The sixth and final section, ‘Like a Prayer’ is arguably the most spiritually focused of all, as traditional Marian devotions are woven into our contemporary worldliness and religious resistance. Several poems literally intercalate lines of prayer with contemporary narrative fragment. I was struck by Rick Campbell’s ‘To All Those who Prayed for Me’, and its agnostic honesty: ‘I believe/ in believing in something’. And I was moved by Janet Lowery’s ‘Statue of Mary’ which documents how a simple statue helped preserve the speaker’s sanity through an abusive childhood: ‘Where could I go for help except the divine?’ 

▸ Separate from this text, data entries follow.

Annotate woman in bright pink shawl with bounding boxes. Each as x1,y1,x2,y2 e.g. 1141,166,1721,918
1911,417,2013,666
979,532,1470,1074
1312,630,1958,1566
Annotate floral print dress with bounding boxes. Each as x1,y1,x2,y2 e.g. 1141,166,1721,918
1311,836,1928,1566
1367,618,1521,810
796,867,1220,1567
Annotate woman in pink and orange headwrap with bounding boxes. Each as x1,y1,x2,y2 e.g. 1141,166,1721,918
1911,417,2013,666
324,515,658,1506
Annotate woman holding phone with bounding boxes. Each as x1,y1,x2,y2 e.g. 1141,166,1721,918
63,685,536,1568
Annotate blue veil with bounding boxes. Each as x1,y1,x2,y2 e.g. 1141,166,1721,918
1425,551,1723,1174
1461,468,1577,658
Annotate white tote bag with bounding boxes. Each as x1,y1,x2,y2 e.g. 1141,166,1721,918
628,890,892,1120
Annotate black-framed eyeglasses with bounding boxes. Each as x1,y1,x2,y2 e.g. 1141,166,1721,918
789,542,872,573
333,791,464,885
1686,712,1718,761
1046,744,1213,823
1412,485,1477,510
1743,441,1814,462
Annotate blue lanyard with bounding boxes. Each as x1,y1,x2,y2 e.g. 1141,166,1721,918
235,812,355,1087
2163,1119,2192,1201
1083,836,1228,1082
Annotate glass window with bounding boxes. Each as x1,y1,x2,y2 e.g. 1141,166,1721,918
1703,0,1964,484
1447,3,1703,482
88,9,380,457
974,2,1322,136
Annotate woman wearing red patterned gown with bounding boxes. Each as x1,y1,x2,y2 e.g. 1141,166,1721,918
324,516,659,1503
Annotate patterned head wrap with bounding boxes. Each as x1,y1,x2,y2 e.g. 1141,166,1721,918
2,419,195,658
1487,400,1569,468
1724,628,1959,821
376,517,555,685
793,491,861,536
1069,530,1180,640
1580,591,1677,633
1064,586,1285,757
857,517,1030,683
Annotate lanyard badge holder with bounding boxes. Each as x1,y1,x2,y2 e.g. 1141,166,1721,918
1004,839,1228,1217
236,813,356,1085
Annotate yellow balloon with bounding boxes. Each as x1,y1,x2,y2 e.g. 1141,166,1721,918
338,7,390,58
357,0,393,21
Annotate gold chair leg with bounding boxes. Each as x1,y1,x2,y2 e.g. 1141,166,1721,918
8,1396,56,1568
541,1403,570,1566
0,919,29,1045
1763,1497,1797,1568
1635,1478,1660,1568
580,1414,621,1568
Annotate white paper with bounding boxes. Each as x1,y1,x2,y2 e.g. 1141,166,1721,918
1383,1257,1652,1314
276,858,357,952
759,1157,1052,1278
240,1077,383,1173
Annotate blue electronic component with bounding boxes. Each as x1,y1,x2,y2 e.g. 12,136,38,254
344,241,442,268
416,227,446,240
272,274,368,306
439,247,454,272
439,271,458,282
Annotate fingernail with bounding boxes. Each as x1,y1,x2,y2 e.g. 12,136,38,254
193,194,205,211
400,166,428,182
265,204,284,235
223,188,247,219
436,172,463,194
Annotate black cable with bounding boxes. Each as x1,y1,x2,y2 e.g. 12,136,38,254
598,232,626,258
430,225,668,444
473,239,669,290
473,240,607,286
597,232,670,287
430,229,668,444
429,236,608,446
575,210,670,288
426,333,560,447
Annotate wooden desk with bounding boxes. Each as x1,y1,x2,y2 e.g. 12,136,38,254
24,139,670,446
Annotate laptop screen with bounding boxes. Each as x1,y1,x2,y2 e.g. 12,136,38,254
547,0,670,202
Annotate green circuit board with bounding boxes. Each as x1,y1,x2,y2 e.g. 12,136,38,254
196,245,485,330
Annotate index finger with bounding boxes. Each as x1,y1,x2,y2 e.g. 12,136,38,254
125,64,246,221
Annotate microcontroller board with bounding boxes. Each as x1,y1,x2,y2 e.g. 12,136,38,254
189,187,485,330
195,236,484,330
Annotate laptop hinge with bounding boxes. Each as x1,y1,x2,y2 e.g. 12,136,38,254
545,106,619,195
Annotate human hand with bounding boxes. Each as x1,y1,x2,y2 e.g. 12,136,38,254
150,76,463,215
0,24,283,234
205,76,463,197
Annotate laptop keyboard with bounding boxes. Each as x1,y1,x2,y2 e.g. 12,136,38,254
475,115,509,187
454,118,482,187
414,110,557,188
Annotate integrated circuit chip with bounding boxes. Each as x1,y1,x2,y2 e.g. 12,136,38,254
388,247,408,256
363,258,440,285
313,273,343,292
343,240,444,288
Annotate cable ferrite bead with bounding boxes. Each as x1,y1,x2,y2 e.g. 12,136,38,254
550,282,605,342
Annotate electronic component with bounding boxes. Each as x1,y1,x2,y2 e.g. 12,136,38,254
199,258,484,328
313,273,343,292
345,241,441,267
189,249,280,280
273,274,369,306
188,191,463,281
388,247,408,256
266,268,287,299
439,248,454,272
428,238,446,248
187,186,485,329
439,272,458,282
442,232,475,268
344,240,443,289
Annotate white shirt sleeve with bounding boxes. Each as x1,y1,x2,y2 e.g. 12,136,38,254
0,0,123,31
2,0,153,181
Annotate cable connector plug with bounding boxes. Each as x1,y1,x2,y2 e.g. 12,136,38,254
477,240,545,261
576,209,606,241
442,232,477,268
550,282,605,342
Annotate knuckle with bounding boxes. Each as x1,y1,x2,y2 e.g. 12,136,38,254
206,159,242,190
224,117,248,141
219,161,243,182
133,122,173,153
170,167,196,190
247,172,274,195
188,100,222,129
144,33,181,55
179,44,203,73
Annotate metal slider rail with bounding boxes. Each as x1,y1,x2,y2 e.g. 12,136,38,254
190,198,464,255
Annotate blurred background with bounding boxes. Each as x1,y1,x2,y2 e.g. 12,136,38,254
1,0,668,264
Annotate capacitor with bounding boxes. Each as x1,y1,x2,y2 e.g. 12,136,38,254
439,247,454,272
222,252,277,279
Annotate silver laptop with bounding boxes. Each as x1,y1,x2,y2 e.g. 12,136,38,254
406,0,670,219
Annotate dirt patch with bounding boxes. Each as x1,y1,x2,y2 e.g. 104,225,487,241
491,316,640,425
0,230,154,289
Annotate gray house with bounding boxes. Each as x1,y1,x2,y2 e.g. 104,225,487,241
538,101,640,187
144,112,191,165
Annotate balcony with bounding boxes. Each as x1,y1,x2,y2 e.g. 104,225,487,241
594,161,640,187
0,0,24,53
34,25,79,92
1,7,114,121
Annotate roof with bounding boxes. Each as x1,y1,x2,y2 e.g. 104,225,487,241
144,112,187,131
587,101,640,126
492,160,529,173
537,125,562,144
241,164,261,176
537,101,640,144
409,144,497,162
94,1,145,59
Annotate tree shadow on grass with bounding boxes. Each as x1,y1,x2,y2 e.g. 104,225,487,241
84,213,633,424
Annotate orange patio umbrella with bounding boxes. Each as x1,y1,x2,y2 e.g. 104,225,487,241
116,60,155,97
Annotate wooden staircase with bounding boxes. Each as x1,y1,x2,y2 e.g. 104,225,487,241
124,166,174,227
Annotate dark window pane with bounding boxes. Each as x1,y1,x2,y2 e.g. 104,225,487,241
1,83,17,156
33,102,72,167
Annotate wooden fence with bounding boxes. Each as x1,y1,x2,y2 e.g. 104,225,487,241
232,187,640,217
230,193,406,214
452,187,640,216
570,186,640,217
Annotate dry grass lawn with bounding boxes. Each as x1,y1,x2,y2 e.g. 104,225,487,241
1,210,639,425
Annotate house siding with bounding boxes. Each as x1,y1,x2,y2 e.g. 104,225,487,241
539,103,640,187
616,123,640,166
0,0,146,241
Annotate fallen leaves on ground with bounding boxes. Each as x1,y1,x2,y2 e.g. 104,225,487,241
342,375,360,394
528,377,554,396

I’ve not been able to mention all the poems that strike a chord of collective or personal memory but I can conclude by saying this anthology is a strong one. In much needed contrast to recent reactionary interpretations of Marian apparitions as minatory and censorious, Mother Mary Comes to Me is a spiritually open, as well as a poetically refreshing book.

1 Comment

  1. kim4true says:

    Thank you for that thorough and thoughtful review, Sarah.